The process of obtaining the array of filenames takes around 3-4 seconds, which is efficient. However, the subsequent step, where sfinfo analyzes the files, is notably slow, taking approximately 3-4 minutes. During this time, Max appears unresponsive, with the spinning wheel suggesting a potential crash.

My query is whether there's a method to execute this task in the background or optimize the process for speed.
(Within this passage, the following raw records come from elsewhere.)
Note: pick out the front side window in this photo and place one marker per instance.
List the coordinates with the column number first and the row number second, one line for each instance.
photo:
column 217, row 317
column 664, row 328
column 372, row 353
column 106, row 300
Essentially, I'm looking for a way to offload this heavy-duty analysis to another thread or improve its efficiency to eliminate the unresponsive behavior.

Thanks!

Source Audio's icon

You probably do this once and store infos somewhere, or even move

samples or rename them.

Why is then few minutes so relevant ?

You could insert audio length detection in your java script,

or better controll timing between java execution and sfinfo querry ?

or outsource this completely to for example ffprobe or other software,

and create text file or whatever you need ?

Source Audio's icon

actually It takes much less to get length using sfinfo, here almost 15000 samples

took about 2 ms per sample, Max (833) on Mac Intel quadcore i7

had no strain at all.

Roman Thilenius's icon

one could defer the uzi or even use metro 5, but then it takes even longer.
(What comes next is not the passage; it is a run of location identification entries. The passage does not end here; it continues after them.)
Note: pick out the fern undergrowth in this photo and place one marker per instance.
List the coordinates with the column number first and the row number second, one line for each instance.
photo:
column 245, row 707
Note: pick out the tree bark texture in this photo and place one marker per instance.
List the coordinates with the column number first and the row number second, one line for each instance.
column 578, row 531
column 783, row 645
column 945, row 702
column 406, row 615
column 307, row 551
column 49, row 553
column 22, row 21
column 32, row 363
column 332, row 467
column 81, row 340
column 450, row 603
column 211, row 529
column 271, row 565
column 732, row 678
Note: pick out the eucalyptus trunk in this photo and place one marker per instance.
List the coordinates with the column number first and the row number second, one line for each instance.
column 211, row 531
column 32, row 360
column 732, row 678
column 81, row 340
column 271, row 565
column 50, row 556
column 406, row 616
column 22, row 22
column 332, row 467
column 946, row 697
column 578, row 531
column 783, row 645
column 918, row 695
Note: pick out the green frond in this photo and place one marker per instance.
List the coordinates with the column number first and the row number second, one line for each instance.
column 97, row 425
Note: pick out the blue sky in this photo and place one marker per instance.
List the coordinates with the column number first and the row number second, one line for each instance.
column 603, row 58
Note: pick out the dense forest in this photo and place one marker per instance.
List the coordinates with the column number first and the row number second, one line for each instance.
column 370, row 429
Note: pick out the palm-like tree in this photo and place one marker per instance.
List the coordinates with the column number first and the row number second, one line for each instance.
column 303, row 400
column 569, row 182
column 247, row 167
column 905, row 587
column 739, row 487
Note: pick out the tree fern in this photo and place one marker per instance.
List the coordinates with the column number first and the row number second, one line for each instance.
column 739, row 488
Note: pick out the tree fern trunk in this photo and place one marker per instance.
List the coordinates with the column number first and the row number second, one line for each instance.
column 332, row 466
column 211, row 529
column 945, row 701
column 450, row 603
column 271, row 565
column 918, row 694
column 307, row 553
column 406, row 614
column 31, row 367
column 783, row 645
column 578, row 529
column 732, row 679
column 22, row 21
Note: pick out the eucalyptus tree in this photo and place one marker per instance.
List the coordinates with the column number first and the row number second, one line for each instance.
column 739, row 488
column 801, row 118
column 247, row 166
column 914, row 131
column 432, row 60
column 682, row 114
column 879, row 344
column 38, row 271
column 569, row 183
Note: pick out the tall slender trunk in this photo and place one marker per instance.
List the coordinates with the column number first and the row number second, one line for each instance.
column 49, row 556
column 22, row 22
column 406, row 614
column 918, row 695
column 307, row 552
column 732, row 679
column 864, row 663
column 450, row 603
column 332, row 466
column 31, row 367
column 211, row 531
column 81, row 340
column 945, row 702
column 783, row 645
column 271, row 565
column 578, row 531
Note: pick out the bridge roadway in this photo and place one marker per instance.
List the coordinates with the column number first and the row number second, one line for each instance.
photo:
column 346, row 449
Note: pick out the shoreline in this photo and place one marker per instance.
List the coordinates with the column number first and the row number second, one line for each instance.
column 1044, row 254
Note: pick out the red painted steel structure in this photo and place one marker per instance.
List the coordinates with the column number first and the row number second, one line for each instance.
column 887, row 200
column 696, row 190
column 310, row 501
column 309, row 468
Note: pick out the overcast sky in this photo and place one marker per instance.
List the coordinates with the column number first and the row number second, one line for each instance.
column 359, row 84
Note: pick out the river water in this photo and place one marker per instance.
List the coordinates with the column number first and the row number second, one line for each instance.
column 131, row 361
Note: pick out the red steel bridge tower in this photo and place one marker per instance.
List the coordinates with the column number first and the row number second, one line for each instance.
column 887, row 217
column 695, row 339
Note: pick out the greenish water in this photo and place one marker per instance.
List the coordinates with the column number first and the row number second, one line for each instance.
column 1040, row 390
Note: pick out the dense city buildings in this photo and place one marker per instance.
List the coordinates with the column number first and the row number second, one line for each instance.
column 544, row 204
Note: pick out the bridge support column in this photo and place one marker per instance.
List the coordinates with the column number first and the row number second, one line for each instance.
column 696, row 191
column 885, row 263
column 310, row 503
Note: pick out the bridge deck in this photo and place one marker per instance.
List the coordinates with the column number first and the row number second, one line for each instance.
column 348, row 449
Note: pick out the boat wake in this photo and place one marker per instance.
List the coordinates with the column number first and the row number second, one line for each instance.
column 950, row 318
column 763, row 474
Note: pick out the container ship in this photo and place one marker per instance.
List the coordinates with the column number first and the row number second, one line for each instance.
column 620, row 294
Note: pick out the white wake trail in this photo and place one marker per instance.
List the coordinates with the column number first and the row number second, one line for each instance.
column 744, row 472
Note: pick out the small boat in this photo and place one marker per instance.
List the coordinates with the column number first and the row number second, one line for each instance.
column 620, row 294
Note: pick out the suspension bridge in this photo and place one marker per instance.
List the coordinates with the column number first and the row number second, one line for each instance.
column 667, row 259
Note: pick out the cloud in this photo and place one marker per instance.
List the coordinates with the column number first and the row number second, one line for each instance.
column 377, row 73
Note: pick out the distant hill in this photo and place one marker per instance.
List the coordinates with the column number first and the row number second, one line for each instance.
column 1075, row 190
why is foreground responsiveness during the process important? what about opening a "please wait, doing something" kind of nagscreen which informs the user about the process?

Loukas Perreault's icon

Thank you for your answers!

@Source Audio i'm just finalising my device and maybe want to share it with you guys but I find the "import sound section" kind of clunky and not very pleasant... I looked for audio length detection inside javascript but I haven't found anything... Is there an object that can do this?
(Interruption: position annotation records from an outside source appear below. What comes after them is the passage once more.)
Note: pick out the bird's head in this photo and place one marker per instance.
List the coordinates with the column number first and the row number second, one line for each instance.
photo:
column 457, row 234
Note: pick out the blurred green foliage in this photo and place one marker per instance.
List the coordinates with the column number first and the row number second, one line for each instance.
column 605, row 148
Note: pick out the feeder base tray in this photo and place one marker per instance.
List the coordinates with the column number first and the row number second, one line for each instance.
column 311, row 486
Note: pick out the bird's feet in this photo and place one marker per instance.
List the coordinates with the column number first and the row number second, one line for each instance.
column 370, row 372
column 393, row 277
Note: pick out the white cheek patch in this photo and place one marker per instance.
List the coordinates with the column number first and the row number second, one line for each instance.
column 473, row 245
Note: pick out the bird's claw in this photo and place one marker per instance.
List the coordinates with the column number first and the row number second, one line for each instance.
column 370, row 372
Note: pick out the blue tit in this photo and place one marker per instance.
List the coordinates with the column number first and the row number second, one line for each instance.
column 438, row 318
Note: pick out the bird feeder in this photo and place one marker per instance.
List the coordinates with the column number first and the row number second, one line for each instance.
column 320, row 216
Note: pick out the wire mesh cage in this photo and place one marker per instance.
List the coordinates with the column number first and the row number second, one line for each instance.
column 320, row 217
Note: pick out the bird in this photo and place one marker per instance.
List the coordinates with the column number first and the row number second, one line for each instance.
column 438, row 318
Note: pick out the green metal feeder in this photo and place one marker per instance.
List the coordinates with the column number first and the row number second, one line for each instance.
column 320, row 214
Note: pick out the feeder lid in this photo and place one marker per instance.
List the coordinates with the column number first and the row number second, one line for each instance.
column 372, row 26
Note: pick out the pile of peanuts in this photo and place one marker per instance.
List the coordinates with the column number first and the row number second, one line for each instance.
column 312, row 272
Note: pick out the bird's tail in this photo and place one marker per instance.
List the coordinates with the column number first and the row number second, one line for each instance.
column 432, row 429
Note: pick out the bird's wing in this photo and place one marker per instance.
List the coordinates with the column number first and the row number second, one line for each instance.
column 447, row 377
I will look inside my patch cause there might be something causing the process to be slower...

@Roman It was purely UX wise, I didn't want people using the device thinking "oh why is max freezing"...

Source Audio's icon
Max Patch
Copy patch and select New From Clipboard in Max.

try this patch.

I don't know what else you do with the files, but from this one could easily

combine full path, or only names with length etc.

or split by length

Loukas Perreault's icon

@Source Audio your solution is really neat I love it, I really like seeing the sounds being scanned, that's exactly what I meant by "execute this task in the background". I don't know if it's the pipe object that make this so elegant but wow thank you so much!! I'm lucky you stumbled across my post!!! :D

What I do with the files is store the fullpaths and filename into a file. I might be able to do so with the File object inside js. At first I wanted to store using colls but it seems not efficient...

Next there will be a series of customizable regexp to split into 8 different files... Something like that :P

Source Audio's icon

pipe here helps to avoid stuck overflow when triggering next message.

output of menu can be rerouted by different objects into text object and then write it to disk.

If that is what you mean.

you can also split folder hierarchy into different files

Loukas Perreault's icon

Wow thanks again that's a nice tip, I think it will work better than my js script hihi.

Here is an example of what I'm working on (@Source Audio you did mostly all the work...)
I'm thinking of maybe using colls instead of text because the text object don't seem to have a length method... unless I'm wrong. I could've used counters but it seems a little but tedious.

Max Patch
Copy patch and select New From Clipboard in Max.

Source Audio's icon

if you only want to include samples of 3 sec and longer, you can simplify a bit.

text object can tell you how many lines it has, see query message in help file.

one problem is added cr (new line) after each input,

which can be fixed by reducing output by 1.

Another little bug is that text allways has 1 line even when one clears it.

But all that can be fixed using some logic.

Loukas Perreault's icon

Thanks a lot @Source Audio!

Whoopsie for not having seen the query message...

I decided to go with the coll still.

I will also keep my samples under 3 seconds, I might use them in the future.

Thanks a lot, especially the pipe, sel, combined with gate and next for iteration is super efficient I love it!

I also created a little loading bar hihi :D

Max Patch
Copy patch and select New From Clipboard in Max.

Source Audio's icon

your patch assumes that folder named lib exists next to it ?

If it does not , read/write functions would fail.

then - if there is a space in the path, it will get broken,

you need to use sprintf symout %s

Loukas Perreault's icon

Yes the folder is already in the patch folder. Good tip on the spaces thanks!. I also need to format for mac/windows.

Source Audio's icon

I hope you don't mind if I repeatedly suggest things

this puts a strain on coll object, it could tell it to output length before reading file gets done

this is better way to get coll length

also when you query length after storing files

Loukas Perreault's icon

I truuuuly don't mind, your tips are awesome!! I will implement this method right away! Thanks a lot!